The Iranian state-sponsored threat actor known as APT42 has been observed targeting individuals and organizations that are of interest to the Islamic Revolutionary Guard Corps (IRGC) as part of a new espionage-focused campaign.
The activity,has been codenamed SpearSpecter by the Israel National Digital Agency (INDA).
“The campaign has systematically targeted high-value senior defense and government officials using personalized social engineering tactics,” INDA researchers Shimi Cohen, Adi Pick, Idan Beit-Yosef, Hila David, and Yaniv Goldman said. “These include inviting targets to prestigious conferences or arranging significant meetings.”
What’s notable about the effort is that it also extends to the targets’ family members, creating a broader attack surface that exerts more pressure on the primary targets.
APT42 was first publicly documented in late 2022 by Google Mandiant, detailing its overlaps with another IRGC threat cluster tracked as APT35, CALANQUE, Charming Kitten, CharmingCypress, Cobalt Illusion, Educated Manticore, GreenCharlie, ITG18, Magic Hound, Mint Sandstorm (formerly Phosphorus), TA453, and Yellow Garuda.

One of the group’s hallmarks is its ability to mount convincing social engineering campaigns that can run for days or weeks in an effort build trust with the targets, in some cases masquerading as known contacts to create an illusion of authenticity, before sending a malicious payload or tricking them into clicking on booby-trapped links.
As recently as June 2025, Check Point detailed an attack wave in which the threat actors approached Israeli technology and cyber security professionals by posing as technology executives or researchers in emails and WhatsApp messages.
INDA said SpearSpecter is flexible in that the adversary tweaks its approach based on the value of the target and operational objectives. In one set of attacks, victims are redirected to bogus meeting pages that are designed to capture their credentials. On the other hand, if the end goal is persistent long-term access, the attacks lead to the deployment of a known PowerShell backdoor dubbed TAMECAT that has been repeatedly put to use in recent years.

To that end, the attack chains involve impersonating trusted WhatsApp contacts to send a malicious link to a supposed required document for an upcoming meeting or conference. When the link is clicked, it initiates a redirect chain to serve a WebDAV-hosted Windows shortcut (LNK) masquerading as a PDF file by taking advantage of the “search-ms:” protocol handler.
The LNK file, for its part, establishes contact with a Cloudflare Workers subdomain to retrieve a batch script that functions as a loader for TAMECAT, which, in turn, employs various modular components to facilitate data exfiltration and remote control.
The PowerShell framework uses three distinct channels, viz., HTTPS, Discord, and Telegram, for command-and-control (C2), suggesting the threat actor’s goal of maintaining persistent access to compromised hosts even if one pathway gets detected and blocked.
For Telegram-based C2, TAMECAT listens for incoming commands from an attacker-controlled Telegram bot, based on which it fetches and executes additional PowerShell code from different Cloudflare Workers subdomains. In the case of Discord, a webhook URL is used to send basic system information and get commands in return from a hard-coded channel.

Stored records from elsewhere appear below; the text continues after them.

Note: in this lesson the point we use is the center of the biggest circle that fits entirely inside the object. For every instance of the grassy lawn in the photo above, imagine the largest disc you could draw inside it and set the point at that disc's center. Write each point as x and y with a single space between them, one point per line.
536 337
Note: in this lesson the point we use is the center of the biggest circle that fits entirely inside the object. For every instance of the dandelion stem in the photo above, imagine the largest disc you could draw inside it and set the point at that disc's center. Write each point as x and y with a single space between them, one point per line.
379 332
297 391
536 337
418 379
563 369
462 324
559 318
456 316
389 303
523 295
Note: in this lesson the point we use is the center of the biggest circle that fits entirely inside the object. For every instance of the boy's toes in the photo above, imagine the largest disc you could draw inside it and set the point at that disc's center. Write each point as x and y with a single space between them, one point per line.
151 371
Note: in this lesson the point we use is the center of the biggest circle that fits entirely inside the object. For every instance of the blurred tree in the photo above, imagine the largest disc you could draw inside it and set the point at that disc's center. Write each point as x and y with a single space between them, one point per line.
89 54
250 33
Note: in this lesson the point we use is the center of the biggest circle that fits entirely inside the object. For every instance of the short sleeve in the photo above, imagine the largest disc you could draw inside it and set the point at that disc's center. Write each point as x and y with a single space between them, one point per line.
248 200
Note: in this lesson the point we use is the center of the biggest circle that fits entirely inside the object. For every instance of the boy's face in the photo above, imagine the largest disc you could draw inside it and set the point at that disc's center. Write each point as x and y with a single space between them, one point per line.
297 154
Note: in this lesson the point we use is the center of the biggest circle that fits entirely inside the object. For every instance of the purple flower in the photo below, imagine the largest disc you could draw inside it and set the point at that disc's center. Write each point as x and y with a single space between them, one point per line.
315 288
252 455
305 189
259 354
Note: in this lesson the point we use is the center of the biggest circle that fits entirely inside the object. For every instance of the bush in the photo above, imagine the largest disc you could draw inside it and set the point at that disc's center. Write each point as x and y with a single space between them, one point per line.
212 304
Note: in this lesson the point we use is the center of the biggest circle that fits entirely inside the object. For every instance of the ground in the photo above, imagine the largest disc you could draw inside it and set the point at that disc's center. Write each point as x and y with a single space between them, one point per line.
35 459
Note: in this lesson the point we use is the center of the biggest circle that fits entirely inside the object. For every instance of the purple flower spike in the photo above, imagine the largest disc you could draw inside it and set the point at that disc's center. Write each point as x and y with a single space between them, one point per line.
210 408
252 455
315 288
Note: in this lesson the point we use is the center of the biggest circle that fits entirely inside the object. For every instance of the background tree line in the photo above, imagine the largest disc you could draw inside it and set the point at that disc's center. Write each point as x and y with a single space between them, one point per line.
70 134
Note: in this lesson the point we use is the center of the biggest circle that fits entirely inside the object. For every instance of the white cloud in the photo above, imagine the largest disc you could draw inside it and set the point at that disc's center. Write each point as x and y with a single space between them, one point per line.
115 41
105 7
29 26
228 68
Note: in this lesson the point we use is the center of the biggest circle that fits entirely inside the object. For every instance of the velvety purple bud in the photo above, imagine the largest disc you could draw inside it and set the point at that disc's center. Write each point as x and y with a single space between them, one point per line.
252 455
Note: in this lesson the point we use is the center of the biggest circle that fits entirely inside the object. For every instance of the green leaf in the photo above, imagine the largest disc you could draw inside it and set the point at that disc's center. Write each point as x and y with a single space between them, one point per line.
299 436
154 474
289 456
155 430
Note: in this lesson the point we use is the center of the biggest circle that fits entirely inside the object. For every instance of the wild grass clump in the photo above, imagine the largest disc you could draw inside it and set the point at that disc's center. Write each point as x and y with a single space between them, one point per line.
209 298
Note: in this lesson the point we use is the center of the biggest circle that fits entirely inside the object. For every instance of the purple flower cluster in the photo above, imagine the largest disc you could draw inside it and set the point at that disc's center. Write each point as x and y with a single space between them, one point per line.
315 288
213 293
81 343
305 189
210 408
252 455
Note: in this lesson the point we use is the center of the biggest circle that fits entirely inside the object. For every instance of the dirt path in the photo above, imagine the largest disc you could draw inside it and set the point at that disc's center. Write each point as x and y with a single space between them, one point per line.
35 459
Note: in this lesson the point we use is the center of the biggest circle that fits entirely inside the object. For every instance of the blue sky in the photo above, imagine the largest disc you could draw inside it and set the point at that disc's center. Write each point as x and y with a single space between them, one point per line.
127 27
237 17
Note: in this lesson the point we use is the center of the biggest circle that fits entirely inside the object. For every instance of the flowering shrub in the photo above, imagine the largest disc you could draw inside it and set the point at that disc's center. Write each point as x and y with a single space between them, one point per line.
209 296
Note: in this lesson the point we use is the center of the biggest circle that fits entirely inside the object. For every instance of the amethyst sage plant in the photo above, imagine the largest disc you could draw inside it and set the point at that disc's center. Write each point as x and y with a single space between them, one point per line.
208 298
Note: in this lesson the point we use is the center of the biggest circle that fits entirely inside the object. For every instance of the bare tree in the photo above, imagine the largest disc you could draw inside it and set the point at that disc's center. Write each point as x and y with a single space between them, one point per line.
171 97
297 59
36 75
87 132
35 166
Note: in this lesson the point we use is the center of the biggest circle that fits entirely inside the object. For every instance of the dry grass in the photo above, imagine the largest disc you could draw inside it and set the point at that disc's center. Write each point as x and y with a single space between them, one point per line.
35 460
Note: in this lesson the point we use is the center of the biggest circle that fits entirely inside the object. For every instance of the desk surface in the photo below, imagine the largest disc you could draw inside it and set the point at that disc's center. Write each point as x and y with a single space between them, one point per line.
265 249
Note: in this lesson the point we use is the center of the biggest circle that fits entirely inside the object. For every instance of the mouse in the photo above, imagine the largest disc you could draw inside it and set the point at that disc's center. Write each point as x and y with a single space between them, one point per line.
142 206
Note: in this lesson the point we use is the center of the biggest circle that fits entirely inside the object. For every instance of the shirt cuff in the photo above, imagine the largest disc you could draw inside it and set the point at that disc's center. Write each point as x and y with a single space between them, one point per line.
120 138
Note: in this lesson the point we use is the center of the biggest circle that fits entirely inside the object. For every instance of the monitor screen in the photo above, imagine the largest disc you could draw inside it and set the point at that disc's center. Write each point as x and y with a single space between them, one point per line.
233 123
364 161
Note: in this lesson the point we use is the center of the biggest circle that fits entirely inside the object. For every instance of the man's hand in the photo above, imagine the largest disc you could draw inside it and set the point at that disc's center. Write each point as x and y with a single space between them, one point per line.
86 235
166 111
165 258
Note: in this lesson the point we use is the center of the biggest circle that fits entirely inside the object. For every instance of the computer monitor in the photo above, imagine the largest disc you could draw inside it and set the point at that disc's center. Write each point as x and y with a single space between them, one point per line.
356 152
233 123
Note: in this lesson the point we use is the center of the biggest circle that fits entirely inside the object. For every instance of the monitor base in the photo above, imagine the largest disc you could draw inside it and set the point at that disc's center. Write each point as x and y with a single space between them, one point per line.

“Analysis of accounts recovered from the actor’s Discord server suggests the command lookup logic relies on messages from a specific user, allowing the actor to deliver unique commands to individual infected hosts while using the same channel to coordinate multiple attacks, effectively creating a collaborative workspace on a single infrastructure,” INDA researchers said.
Furthermore, TAMECAT comes equipped with features to conduct reconnaissance, harvest files matching a certain extensions, steal data from web browsers like Google Chrome and Microsoft Edge, collect Outlook mailboxes, and take screenshots at 15-second intervals. The data is exfiltrated over HTTPS or FTP.
It also adopts a variety of stealthy techniques to evade detection and resist analysis efforts. These include encrypting telemetry and controller payloads, source code obfuscation, using living-off-the-land binaries (LOLBins) to hide malicious activities, and operating mostly in memory, thereby leaving little traces on disk.
“The SpearSpecter campaign’s infrastructure reflects a sophisticated blend of agility, stealth, and operational security designed to sustain prolonged espionage against high-value targets,” INDA said. “operators leverage a multifaceted infrastructure that combines legitimate cloud services with attacker-controlled resources, enabling seamless initial access, persistent command-and-control (C2), and covert data exfiltration.”